The description on the sex scenes are quite graphic and vivid, and are prone to create all sorts of awkward feeling to some of the readers. They involve pain and different rituals. But it’s more than that, the characters seem to expect nothing out of life — everything seems to be a-sentimental, amoral and all in the name of personal and instant satisfaction. Hence, the negative criticism I read on the Internet.

For me, Snakes and Earrings is refreshingly unconventional, as good books often are. The book’s focus seems to be more on the characters rather than on the plot and it seems to depict certain aspects of Japanese contemporary youth, even though that probably wasn’t the author’s intention. ”Some people were saying things I had never thought of, and there were some who saw things completely differently from what I had intended,” Hitomi Kanehara said to The New York Times. ”These are all different ways of looking at the novel. It was interesting, even the misunderstandings.”

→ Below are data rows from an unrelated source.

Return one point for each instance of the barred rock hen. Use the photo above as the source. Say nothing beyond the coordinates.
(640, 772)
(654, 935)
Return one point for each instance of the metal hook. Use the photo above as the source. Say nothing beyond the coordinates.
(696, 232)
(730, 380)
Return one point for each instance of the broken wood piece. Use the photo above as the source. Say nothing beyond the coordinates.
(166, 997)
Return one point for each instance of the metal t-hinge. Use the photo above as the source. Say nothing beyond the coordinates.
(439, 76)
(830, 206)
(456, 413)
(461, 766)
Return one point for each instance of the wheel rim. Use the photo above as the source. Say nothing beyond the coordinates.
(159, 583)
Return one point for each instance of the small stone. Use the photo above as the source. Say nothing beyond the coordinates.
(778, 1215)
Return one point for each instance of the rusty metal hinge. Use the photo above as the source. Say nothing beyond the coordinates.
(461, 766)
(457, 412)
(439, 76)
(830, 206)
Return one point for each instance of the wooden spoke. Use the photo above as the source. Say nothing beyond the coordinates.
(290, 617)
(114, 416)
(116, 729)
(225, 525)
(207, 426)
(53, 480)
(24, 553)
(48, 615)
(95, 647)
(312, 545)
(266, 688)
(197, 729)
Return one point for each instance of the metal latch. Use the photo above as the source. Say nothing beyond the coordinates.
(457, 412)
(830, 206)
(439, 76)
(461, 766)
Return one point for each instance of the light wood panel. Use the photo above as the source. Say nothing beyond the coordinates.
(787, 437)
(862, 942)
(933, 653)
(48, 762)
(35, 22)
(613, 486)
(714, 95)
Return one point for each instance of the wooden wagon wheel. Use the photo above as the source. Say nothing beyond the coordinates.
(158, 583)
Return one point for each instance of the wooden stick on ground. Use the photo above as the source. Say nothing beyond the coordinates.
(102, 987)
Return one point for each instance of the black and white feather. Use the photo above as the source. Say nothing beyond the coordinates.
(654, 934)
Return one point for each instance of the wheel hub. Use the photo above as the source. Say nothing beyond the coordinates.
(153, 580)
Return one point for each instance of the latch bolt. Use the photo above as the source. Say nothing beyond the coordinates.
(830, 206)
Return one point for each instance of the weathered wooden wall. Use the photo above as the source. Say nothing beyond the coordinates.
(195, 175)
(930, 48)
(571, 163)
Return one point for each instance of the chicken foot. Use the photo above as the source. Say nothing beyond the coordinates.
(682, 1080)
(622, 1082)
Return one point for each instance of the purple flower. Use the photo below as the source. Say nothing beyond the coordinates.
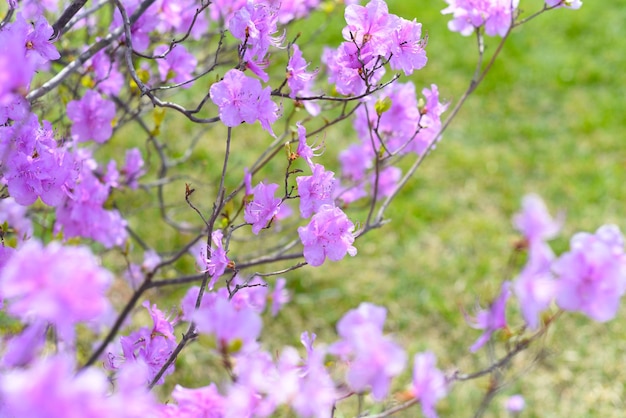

In the late 1980s, there was an economic bubble in Japan, which collapsed in early 1992. Japan was much different after that. Set in the 2000s, Snakes and Earrings is a story of the Japanese generation who has always been used to the difficulties in life, contrarily to their parents, who lived in a prosperous country. A story of a youth with no expectations. Snakes

Snakes and Earrings won the Akutagawa Prize, in 2004, the top Japanese literary award. “A radical depiction of our time,” described the famous author Ryu Murakami, who was part of the jury.